Stereo Photos by Alan Kikuchi
Exhibit Dates: Jan 18 – Feb 28, 2020
Opening Reception: 2:00pm – 4:30pm, Jan 18, 2020
Location: McLaren Lodge, 501 Stanyan St. San Francisco
Gallery Hours: Mon-Fri: 9am – 5pm. Sat, Sun: Closed
Curator: Dave Christensen, Director of Harvey Milk Photo Center
The 3-D photographs in this exhibit were captured on film using stereoscopic cameras from the 1950’s. These cameras have two lenses which expose two simultaneous images, creating a stereo pair which approximates what the eyes see in that instant. The developed film is then scanned and the image pairs are composited on a computer, then inkjet printed. The resulting anaglyph 3-D image when viewed through color-coded red/cyan glasses creates the illusion of depth.
I was introduced to stereo photography many years ago by the artist Mark McCloud. At that time, in the mid 1970’s, used stereo cameras could be found in camera stores and flea markets. Some of my friends who were painters and sculptors were also stereo photography enthusiasts. Kodak sold and processed Kodachrome slide film which allowed the taking of vivid stereo slides to be viewed in an illuminated binocular type viewer. The exposed film would be returned from the lab in special mounts holding the stereo pair ready to view. Another way to see them was to project the images with a stereo projector and view them through polarized glasses similar to those used in movie theaters today.

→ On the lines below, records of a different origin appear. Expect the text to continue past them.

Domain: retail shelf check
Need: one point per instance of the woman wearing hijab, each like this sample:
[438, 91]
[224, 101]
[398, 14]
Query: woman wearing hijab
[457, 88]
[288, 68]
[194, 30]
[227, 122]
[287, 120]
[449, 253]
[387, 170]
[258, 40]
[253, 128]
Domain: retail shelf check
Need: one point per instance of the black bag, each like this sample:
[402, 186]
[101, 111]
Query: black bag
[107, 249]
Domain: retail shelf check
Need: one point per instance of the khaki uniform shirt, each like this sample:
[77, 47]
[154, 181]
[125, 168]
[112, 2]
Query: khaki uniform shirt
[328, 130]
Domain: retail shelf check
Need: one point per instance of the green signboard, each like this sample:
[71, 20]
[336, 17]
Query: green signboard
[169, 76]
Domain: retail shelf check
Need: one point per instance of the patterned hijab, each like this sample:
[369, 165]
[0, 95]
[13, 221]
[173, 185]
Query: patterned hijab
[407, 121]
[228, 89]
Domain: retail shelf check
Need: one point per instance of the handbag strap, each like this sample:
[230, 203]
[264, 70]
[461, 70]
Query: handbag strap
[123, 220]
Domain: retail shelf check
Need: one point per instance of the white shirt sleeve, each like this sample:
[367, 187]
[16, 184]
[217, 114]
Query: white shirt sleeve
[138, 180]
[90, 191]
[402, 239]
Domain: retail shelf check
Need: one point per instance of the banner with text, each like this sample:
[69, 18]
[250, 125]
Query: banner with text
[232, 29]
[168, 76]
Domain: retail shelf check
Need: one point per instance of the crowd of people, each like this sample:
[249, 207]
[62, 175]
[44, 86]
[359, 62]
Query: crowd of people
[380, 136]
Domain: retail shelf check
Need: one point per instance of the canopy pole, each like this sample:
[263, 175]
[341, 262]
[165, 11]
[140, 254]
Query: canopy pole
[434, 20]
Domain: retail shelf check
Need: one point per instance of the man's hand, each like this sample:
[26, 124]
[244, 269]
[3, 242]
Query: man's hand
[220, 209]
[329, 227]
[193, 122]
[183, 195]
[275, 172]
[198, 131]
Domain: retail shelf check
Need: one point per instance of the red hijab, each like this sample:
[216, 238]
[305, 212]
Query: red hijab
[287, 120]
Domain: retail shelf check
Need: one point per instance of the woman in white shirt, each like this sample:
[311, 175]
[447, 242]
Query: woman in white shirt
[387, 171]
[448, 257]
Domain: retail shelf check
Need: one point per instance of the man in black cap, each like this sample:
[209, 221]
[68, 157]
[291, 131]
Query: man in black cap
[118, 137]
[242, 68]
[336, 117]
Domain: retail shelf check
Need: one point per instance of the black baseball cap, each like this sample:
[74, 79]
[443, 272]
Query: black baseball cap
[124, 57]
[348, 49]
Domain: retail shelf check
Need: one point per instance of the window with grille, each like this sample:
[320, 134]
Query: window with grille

In 2013 I got back into shooting 3-D. The Kodak Stereo 35mm camera, which was produced between 1954 and 1959, became my camera of choice. This was a very popular camera and around 100,000 of them were sold. Today these cameras can be found on eBay and I’ve learned to completely disassemble them, clean the parts and return them to working order.
Looking at a stereo photograph is an altogether different experience than viewing a conventional one. Upon viewing an anaglyph 3-D image without the viewing glasses, the picture is somewhat odd, with some areas in sharp focus and other areas appearing fuzzy, along with red and cyan double images.
To view the images in 3-D, put on the red/cyan glasses. Relax your eyes and allow the images to fuse into focus. Direct your gaze to various parts of the picture. Move closer then farther away from the image and move your head from side to side to see how the image moves with you. The edges of the photo act as a window frame as you peer into the scene. Some objects will even seem to pop out of the picture!
A stereo photo is like a magic window. Our binocular vision that we normally take for granted is transformed into something astonishing when peering into the 3-D realm.
I am glad to be able to share my 3-D images with you and thanks for viewing!